Adrianople has five suburbs, of which Kiretchhané and Yilderim are on the left bank of the Maritza, and Kirjik stands on a hill overlooking the city. The two last named are exclusively Greek, but a large proportion of the inhabitants of Kiretchhané are Bulgarian. These three suburbs—as well as the little hamlet of Demirtash, containing about 300 houses all occupied by Bulgars—are all built in the native fashion; but the fifth suburb, Karagatch, which is on the right bank of the Maritza, and occupies the region between the railway station and the city, is Western in its design, consisting of detached residences in gardens, many of them handsome villas, and all of modern European type. In all the communities schools have multiplied, but the new seminaries are of the old non-progressive type. The only exception is the Hamidieh school for boys—a government institution which takes both boarders and day-scholars. Like the Lyceum of Galata Serai in Constantinople, it has two sets of professors, Turkish and French, and a full course of education in each language, the pupils following both courses. The several communities have each their own charitable institutions, the Jews being specially well endowed in this respect, The Greeks have a literary society, and there is a well-organized club to which members of all the native communities, as well as many foreigners, belong.

The economic condition of Adrianople was much impaired by the war of 1877–78, and was just showing signs of recovery when, in 1885, the severance from it of Eastern Rumelia by a Customs cordon rendered the situation worse than ever. Adrianople had previously been the commercial headquarters of all Thrace, and of a large portion of the region between the Balkans and the Danube, now Bulgaria. But the separation of Eastern Rumelia isolated Adrianople, and transferred to Philippopolis at least two-thirds of its foreign trade which, as regards sea-borne merchandise, is carried on through the port of Burgas (q.v.). The city manufactures silk, leather, tapestry, woollens, linen and cotton, and has an active general trade. Besides fruits and agricultural produce, its exports include raw silk, cotton, opium, rose-water, attar of roses, wax and the dye known as Turkey red. The surrounding country is extremely fertile, and its wines are the best produced in Turkey.
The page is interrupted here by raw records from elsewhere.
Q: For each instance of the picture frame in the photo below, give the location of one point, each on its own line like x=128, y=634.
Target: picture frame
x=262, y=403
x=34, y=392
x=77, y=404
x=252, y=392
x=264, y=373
The city is supplied with fresh water by means of an aqueduct carried by arches over an extensive valley. There is also a fine stone bridge over the Tunja.

Adrianople was originally known as Uskadama, Uskudama or Uskodama, but was renamed and enlarged by the Roman emperor Hadrian (117–138). In 378 the Romans were here defeated by the Goths. Adrianople was the residence of the Turkish sultans from 1361, when it was captured by Murad I., until 1453, when Constantinople fell. It was occupied by the Russians in 1829 and 1878 (see Russo-Turkish Wars).